- Más de 300 personas fueron testigos de la transformación humanista que vive Suchiapa.
“Don Vicente Acosta, uno de mis alumnos, caminaba largas distancias y antes se guiaba por la forma de los árboles para poder llegar a su casa; hoy, gracias a su esfuerzo y constancia, puede leer los letreros y, al encontrar la palabra San Agustín, tener la certeza de que ha llegado a casa.
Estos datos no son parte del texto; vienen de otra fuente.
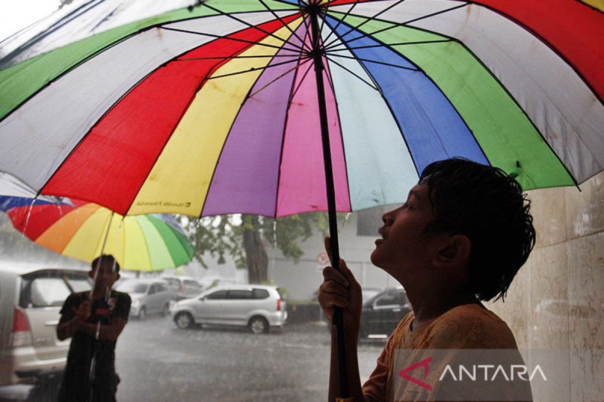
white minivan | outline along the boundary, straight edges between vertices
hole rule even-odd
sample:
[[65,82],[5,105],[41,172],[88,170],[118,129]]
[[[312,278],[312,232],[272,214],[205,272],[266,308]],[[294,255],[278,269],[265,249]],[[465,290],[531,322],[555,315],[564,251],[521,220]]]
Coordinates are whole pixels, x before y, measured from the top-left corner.
[[60,374],[71,339],[57,338],[59,312],[90,289],[88,269],[0,265],[0,386]]
[[248,327],[254,333],[282,327],[288,318],[285,301],[277,286],[217,286],[176,303],[174,322],[181,329],[195,324]]

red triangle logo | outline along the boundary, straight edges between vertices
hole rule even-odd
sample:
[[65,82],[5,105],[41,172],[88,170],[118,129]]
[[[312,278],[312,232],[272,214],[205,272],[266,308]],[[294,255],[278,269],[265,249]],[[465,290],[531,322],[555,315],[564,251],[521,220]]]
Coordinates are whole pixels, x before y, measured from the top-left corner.
[[407,374],[408,372],[409,372],[410,371],[413,371],[413,370],[416,369],[418,367],[423,367],[423,369],[424,369],[423,378],[422,378],[422,380],[425,380],[426,377],[428,377],[428,368],[429,368],[428,365],[431,362],[432,362],[432,356],[430,356],[429,357],[428,357],[427,359],[424,359],[423,360],[422,360],[419,363],[416,363],[416,364],[413,365],[413,366],[410,366],[409,367],[407,367],[406,368],[403,368],[402,370],[401,370],[399,372],[399,375],[400,375],[400,377],[403,377],[403,378],[405,378],[406,380],[408,380],[409,381],[411,382],[414,384],[417,384],[417,385],[420,386],[420,387],[423,387],[426,389],[431,391],[432,391],[432,386],[431,385],[426,384],[426,383],[423,382],[423,381],[422,381],[420,380],[418,380],[417,378],[414,378],[411,375],[408,375]]

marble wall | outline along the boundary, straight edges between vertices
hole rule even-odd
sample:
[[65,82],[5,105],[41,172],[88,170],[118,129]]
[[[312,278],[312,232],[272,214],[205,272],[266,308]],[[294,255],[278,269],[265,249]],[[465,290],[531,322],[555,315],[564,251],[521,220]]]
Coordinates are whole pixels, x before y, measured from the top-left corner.
[[[508,322],[520,349],[570,351],[564,364],[571,400],[603,401],[604,174],[580,187],[528,192],[535,248],[505,303],[489,308]],[[586,350],[596,351],[586,357]]]

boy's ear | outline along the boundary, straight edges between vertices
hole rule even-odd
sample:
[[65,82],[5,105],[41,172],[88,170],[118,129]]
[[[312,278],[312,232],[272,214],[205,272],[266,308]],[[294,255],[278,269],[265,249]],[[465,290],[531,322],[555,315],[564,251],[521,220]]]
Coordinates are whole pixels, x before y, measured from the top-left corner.
[[464,234],[447,236],[434,256],[435,266],[446,268],[466,265],[470,260],[472,242]]

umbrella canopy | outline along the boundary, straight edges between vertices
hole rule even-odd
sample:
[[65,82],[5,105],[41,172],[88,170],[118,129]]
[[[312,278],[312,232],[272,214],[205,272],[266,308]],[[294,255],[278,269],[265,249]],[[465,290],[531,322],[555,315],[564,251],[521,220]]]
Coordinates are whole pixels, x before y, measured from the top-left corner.
[[6,43],[0,171],[124,215],[325,210],[318,52],[338,210],[400,202],[453,156],[580,183],[604,166],[586,2],[208,0],[47,51],[69,21]]
[[112,254],[123,269],[158,271],[186,264],[194,250],[172,215],[123,218],[95,204],[69,199],[0,196],[0,210],[36,244],[91,262]]

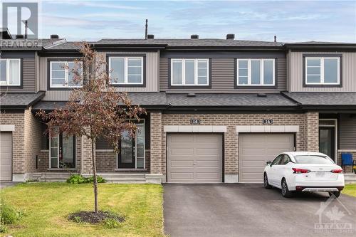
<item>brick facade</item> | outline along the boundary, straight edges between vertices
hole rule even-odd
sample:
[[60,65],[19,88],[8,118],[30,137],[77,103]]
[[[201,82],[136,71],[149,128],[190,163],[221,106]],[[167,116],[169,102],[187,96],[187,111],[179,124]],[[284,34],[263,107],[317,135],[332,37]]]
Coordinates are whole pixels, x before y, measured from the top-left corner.
[[[237,125],[261,125],[264,118],[273,119],[273,125],[298,125],[297,151],[318,150],[318,113],[298,114],[151,114],[151,172],[166,174],[166,139],[164,125],[190,125],[190,119],[199,119],[201,125],[226,126],[224,134],[224,173],[239,173],[239,137]],[[159,121],[162,120],[162,122]],[[199,125],[196,125],[199,126]],[[160,128],[161,137],[157,137]],[[310,136],[310,137],[308,137]],[[157,150],[160,142],[161,149]]]

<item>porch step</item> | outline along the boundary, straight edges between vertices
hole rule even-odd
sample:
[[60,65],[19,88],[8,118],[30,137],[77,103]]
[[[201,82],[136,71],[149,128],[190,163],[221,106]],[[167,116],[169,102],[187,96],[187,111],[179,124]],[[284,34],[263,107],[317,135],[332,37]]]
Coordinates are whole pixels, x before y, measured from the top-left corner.
[[344,177],[345,184],[356,183],[356,174],[355,173],[344,174]]
[[98,173],[108,183],[114,184],[144,184],[146,183],[145,174],[115,174]]

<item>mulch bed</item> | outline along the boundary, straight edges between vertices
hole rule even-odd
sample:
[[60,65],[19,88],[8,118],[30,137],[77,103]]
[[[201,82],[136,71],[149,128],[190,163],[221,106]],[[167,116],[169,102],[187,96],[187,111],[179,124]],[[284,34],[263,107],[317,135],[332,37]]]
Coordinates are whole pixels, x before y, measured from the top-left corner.
[[117,222],[123,222],[125,221],[123,216],[106,211],[98,211],[98,213],[93,211],[82,211],[71,214],[68,216],[68,220],[75,222],[78,222],[78,218],[80,218],[80,221],[90,223],[100,223],[106,218],[114,219]]

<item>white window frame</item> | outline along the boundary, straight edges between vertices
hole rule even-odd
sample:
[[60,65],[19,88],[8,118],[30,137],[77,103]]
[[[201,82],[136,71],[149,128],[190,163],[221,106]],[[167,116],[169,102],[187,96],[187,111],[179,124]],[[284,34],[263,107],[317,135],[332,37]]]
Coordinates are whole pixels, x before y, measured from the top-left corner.
[[[79,88],[83,87],[83,81],[82,85],[69,85],[69,69],[68,69],[68,63],[74,63],[75,61],[50,61],[50,68],[49,68],[49,82],[50,82],[50,88]],[[80,63],[82,65],[82,75],[83,75],[83,62],[75,62],[75,63]],[[64,85],[59,84],[53,84],[52,83],[52,64],[53,63],[63,63],[66,65],[64,69]]]
[[[187,84],[185,82],[185,61],[194,61],[194,83]],[[198,84],[198,61],[206,61],[206,83]],[[182,84],[173,83],[173,63],[179,62],[182,63]],[[206,86],[209,85],[209,58],[171,58],[171,85],[172,86]]]
[[[73,136],[73,137],[74,138],[74,142],[75,142],[74,143],[75,144],[74,144],[74,148],[75,149],[75,154],[74,159],[75,159],[75,162],[74,163],[75,167],[74,168],[69,168],[69,169],[77,169],[77,157],[76,157],[77,156],[77,150],[76,150],[76,149],[77,149],[77,141],[75,140],[76,137],[75,136]],[[60,168],[59,167],[59,149],[59,149],[60,148],[60,145],[59,145],[60,142],[60,142],[60,139],[61,139],[60,134],[59,133],[56,133],[56,136],[54,137],[57,138],[57,147],[55,147],[57,148],[57,168],[52,168],[52,154],[51,154],[52,153],[52,147],[51,147],[52,137],[51,136],[51,134],[50,134],[49,136],[48,136],[48,139],[49,139],[49,142],[48,142],[49,143],[49,144],[48,144],[48,146],[49,146],[49,147],[48,147],[49,148],[49,151],[48,151],[49,167],[48,167],[48,169],[64,169],[66,168]],[[62,139],[63,139],[63,136],[62,136]],[[53,147],[53,148],[55,148],[55,147]]]
[[[308,59],[319,59],[320,60],[320,83],[308,83],[308,75],[319,75],[319,74],[308,74],[308,68],[319,68],[317,66],[308,66]],[[337,83],[325,83],[324,78],[324,60],[325,59],[337,59]],[[305,57],[305,85],[340,85],[340,57]]]
[[[247,84],[240,84],[239,81],[239,63],[247,60]],[[260,61],[260,83],[251,84],[251,61]],[[272,61],[272,84],[264,84],[264,61]],[[274,58],[238,58],[236,60],[236,85],[238,86],[275,86],[276,85],[276,60]]]
[[[3,81],[0,81],[0,85],[6,86],[19,86],[21,85],[21,61],[20,58],[1,58],[1,61],[6,61],[6,82],[4,83]],[[10,83],[10,61],[18,61],[19,62],[19,84],[9,84]]]
[[[120,56],[110,56],[109,57],[109,73],[111,76],[111,73],[112,73],[111,68],[111,60],[112,59],[123,59],[124,60],[124,83],[112,83],[110,81],[111,85],[143,85],[143,57],[120,57]],[[140,83],[129,83],[128,82],[128,60],[130,59],[140,59],[141,60],[141,82]],[[139,74],[130,74],[138,75]]]

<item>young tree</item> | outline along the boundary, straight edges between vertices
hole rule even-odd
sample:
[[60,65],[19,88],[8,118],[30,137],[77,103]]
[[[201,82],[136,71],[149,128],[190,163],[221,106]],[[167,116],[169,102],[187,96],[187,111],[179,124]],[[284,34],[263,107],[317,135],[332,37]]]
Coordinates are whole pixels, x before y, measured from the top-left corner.
[[94,146],[98,137],[106,139],[119,152],[121,134],[128,131],[134,137],[136,125],[132,120],[145,113],[138,105],[132,105],[126,93],[119,93],[109,82],[105,57],[97,53],[87,43],[79,44],[83,55],[70,65],[63,65],[70,73],[69,82],[77,85],[70,92],[64,107],[39,115],[46,122],[47,132],[63,132],[65,136],[85,136],[91,140],[94,187],[94,207],[98,213],[98,181]]

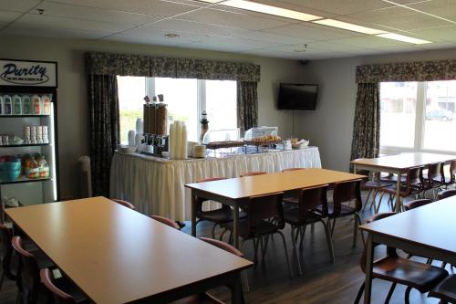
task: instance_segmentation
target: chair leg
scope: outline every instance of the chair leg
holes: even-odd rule
[[[320,220],[321,224],[323,224],[323,227],[325,228],[325,234],[326,235],[326,243],[327,249],[329,250],[329,257],[331,258],[331,263],[334,263],[336,258],[334,257],[334,246],[333,246],[333,238],[331,237],[331,234],[329,233],[329,227],[327,224],[325,223],[324,220]]]
[[[293,278],[294,277],[293,270],[292,270],[291,265],[290,265],[290,258],[288,257],[288,250],[286,249],[286,241],[285,239],[285,236],[281,231],[277,230],[276,233],[282,237],[282,241],[284,242],[284,251],[285,251],[285,257],[286,257],[286,264],[288,264],[288,271],[290,272],[290,278]]]
[[[361,287],[359,288],[359,290],[358,291],[357,299],[355,299],[354,304],[359,303],[359,300],[361,299],[361,296],[363,295],[363,292],[364,292],[364,283],[363,283],[363,285],[361,285]]]
[[[391,299],[391,297],[393,296],[394,289],[396,288],[397,283],[393,283],[391,285],[391,288],[389,288],[389,291],[388,292],[387,299],[385,299],[385,304],[389,303],[389,300]]]
[[[295,227],[291,227],[291,242],[293,244],[293,251],[295,252],[295,257],[296,257],[296,261],[297,261],[297,268],[298,268],[298,271],[299,271],[299,276],[301,276],[303,274],[303,269],[301,267],[301,262],[300,262],[300,258],[299,258],[299,255],[297,254],[297,249],[296,249],[296,241],[295,241]],[[297,229],[299,231],[299,229]]]
[[[405,289],[405,304],[410,304],[410,291],[411,291],[411,287],[408,287],[407,289]]]

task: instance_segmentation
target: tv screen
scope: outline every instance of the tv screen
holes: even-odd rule
[[[281,83],[278,110],[316,110],[318,86]]]

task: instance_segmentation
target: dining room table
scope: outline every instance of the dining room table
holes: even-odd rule
[[[196,236],[196,207],[201,199],[212,200],[233,208],[233,243],[239,248],[237,223],[239,207],[249,197],[291,192],[335,183],[366,179],[367,176],[320,168],[285,171],[275,173],[244,176],[205,183],[188,183],[192,189],[192,236]]]
[[[455,155],[409,152],[377,158],[359,158],[351,161],[351,163],[354,166],[355,173],[358,170],[368,170],[370,172],[397,174],[396,197],[399,197],[400,175],[406,173],[410,168],[439,162],[448,163],[453,160],[456,160]],[[396,204],[396,212],[400,211],[400,204]]]
[[[456,196],[359,226],[368,233],[364,303],[370,303],[374,243],[456,265]]]
[[[105,197],[5,210],[95,303],[166,303],[227,286],[253,263]]]

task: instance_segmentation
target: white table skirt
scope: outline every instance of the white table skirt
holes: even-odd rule
[[[321,168],[317,147],[225,158],[167,160],[139,153],[116,152],[110,173],[110,197],[132,203],[145,215],[175,220],[192,217],[186,183],[208,177],[237,177],[246,172]]]

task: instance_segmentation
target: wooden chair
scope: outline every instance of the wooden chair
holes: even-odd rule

Eso, para mí, lo es todo”, compartió con emoción Eyreni Lizet Pérez Llaven, alfabetizadora del municipio de Suchiapa.
Inspirada por el deseo de enseñar y transformar vidas dentro de su comunidad, Pérez Llaven se sumó hace más de cuatro meses al proyecto educativo prioritario impulsado por el gobernador del estado, Eduardo Ramírez Aguilar, y coordinado por el secretario de Educación, Roger Mandujano. A través del Sistema Integral para la Gestión de la Alfabetización (SIGA), este esfuerzo tiene como objetivo atender el rezago educativo histórico que enfrenta Chiapas, colocando a las personas en el centro de la política educativa.
Desde su experiencia como alfabetizadora, destacó la importancia del acompañamiento familiar como un pilar fundamental del aprendizaje. Relató con orgullo cómo los hijos e hijas de sus educandos los acompañaban a sus clases, los esperaban al finalizar y se involucraban activamente en cada lección, celebrando juntos cada pequeño logro.
“La edad no es un impedimento, es un reto. Mis alumnos decían que a su edad las letras ya no entraban en su cabeza, pero aun así estaban llenos de entusiasmo. Yo también lo estaba. Les dije que sí se podía, porque nunca es tarde para aprender”, recordó.
Más allá del aprendizaje académico, Eyreni implementó dinámicas que fortalecieron la participación, la confianza y la convivencia dentro de su círculo de estudio, apoyándose en los conocimientos adquiridos durante su licenciatura en Intervención Educativa. Cada sesión se convirtió en un espacio de crecimiento personal y colectivo.
“Dejando a un lado el incentivo económico, me llevo una enorme satisfacción personal. Ver los resultados es una gran alegría para mí. Normalmente trabajo con niñas y niños y pensé que sería muy diferente, pero hoy me siento profundamente orgullosa de que 14 personas hayan adquirido nuevos conocimientos conmigo”, expresó.
Asimismo, señaló que la nostalgia estuvo presente a lo largo de su labor, al conocer las historias de vida de sus alumnos y alumnas. “Antes la educación era distinta; muchos de ellos no tuvieron la oportunidad de estudiar porque debían trabajar en el campo. Hoy puedo decir con orgullo que concluyeron de manera extraordinaria los módulos de estudio”.
Finalmente, Eyreni Lizet destacó el entusiasmo de sus educandos por continuar aprendiendo. “Todos quieren seguir en el programa, y eso significa que la alfabetización no solo les enseñó letras, sino que les devolvió la confianza, la ilusión y la certeza de que aún hay caminos por recorrer”.
La alfabetización no solo representa la adquisición de habilidades de lectura y escritura; es una herramienta de transformación que empodera, fortalece la autonomía y abre nuevas oportunidades de vida tal como lo enmarca el Lekil Kuxlejal (Buen Vivir). Programas como Chiapas Puede reafirman el compromiso de la Secretaría de Educación con una educación inclusiva, humanista y orientada a la justicia social.